Discussion in 'Journalism topics only' started by LongTimeListener, Feb 21, 2016.

  1. LongTimeListener

    LongTimeListener Well-Known Member

    Michael Wolff, writing in USA Today, notes that there is nothing at the end of the rainbow. (Wolff wrote the Murdoch biography and also covers media for GQ and Vanity Fair.)

    Wolff: Print’s dead — but so is digital

    Despite the online world’s crowing about advertising growth, and the belief of many publishers that online ad revenue would surely replace offline, the per-view price of a digital ad continues to drop, and ever-more ad dollars are concentrated with Google and Facebook. Now, to boot, there are ad blockers: nobody ever has to see a digital ad.
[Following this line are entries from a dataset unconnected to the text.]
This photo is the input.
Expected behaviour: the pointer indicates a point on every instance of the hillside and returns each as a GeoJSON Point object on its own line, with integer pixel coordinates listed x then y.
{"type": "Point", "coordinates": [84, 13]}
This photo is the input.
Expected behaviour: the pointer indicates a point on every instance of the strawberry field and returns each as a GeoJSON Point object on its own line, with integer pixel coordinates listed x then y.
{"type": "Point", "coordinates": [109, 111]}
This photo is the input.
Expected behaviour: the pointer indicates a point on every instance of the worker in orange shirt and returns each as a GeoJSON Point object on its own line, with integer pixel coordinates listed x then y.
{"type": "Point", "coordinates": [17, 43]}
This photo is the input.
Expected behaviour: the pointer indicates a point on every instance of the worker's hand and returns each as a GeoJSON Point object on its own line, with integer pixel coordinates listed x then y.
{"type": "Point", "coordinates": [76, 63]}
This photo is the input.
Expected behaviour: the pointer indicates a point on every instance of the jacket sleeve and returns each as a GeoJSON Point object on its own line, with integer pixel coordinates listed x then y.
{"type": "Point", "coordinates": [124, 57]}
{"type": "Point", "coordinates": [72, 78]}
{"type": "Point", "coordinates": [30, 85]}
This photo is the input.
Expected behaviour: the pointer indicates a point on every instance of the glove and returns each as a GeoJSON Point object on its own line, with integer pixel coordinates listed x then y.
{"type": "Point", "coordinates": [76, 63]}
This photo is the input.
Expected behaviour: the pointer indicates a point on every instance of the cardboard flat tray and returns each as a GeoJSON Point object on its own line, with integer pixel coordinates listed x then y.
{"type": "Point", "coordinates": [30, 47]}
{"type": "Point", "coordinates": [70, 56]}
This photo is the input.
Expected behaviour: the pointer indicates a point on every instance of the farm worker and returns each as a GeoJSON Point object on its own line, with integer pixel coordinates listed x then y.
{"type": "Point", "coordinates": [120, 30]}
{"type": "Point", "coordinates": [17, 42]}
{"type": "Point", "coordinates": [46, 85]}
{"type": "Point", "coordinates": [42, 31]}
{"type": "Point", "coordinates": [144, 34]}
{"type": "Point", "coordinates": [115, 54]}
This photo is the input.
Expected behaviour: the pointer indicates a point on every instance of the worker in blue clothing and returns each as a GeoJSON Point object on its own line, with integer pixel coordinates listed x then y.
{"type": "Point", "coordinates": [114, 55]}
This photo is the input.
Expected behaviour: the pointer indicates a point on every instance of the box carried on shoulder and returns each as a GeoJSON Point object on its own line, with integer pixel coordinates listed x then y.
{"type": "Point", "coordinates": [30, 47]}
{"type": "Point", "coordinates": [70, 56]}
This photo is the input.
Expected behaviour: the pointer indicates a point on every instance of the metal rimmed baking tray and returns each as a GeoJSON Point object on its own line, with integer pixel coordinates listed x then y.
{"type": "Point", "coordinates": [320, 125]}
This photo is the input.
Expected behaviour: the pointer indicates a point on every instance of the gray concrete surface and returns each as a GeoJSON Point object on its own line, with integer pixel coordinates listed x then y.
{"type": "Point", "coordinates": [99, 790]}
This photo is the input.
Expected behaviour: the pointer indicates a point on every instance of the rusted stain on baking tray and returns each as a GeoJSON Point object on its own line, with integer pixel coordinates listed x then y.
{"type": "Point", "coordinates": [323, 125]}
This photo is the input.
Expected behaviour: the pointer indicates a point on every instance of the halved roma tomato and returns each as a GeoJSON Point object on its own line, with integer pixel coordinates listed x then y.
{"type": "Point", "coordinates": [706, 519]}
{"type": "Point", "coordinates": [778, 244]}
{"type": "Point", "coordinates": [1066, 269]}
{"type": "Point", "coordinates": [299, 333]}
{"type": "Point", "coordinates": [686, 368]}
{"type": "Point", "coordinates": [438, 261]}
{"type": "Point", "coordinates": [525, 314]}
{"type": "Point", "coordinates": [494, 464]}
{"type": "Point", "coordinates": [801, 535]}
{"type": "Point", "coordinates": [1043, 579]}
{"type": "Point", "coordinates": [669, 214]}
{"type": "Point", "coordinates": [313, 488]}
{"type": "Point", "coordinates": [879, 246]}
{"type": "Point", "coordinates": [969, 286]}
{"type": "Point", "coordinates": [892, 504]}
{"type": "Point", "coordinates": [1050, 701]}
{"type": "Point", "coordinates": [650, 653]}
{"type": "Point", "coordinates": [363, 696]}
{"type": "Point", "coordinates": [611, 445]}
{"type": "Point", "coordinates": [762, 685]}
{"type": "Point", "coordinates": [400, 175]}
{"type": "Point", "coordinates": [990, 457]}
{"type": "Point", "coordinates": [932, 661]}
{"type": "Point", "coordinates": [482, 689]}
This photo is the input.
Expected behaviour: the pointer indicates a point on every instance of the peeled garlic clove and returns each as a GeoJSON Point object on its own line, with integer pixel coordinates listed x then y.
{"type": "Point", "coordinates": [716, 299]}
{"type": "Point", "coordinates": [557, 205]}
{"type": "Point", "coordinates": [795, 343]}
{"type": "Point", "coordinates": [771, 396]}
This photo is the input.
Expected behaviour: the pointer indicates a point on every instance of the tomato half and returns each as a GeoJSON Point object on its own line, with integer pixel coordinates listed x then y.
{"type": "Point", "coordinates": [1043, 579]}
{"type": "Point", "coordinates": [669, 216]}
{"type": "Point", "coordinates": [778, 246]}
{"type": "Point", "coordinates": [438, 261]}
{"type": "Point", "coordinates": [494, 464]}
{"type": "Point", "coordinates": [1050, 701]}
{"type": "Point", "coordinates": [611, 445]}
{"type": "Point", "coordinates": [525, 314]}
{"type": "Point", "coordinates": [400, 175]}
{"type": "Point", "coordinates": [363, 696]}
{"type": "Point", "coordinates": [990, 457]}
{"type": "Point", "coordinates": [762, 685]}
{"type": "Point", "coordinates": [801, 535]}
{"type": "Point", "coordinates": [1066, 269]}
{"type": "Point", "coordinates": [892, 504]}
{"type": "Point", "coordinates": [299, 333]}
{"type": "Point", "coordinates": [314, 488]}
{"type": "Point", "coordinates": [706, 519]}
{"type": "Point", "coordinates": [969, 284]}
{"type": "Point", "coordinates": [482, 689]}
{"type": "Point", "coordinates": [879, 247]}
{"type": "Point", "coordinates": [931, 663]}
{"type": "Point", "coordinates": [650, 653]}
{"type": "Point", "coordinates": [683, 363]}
    The passing enthusiasm for paywalls as an alternative revenue stream has, other than for a few must-have titles, produced scant revenue as well as falling readership and a collapsing brand awareness for many newspapers.

  2. playthrough

    playthrough Moderator Staff Member

    You think whoever wrote that headline might have caught some guff from Gannett higherups?
  3. 3_Octave_Fart

    3_Octave_Fart Well-Known Member

    He's right, of course.
    The pleas from online businesses for consumers to disable ad-blockers are piteous.
    I use Duck Duck to get to my mail without having to see Kardashian garbage, but a lot of web users aren't.
    From a 2013 Forbes article: "In a report released this week based on data collection from 220 websites using the company’s services, PageFair says that 22.7% of web surfers are blocking ads."
  4. Lugnuts

    Lugnuts Well-Known Member

    Well that was depressing.

    Print is dead, for sure.

    Digital isn't dead-- last I checked people still go online--

    Digital advertising isn't producing revenue.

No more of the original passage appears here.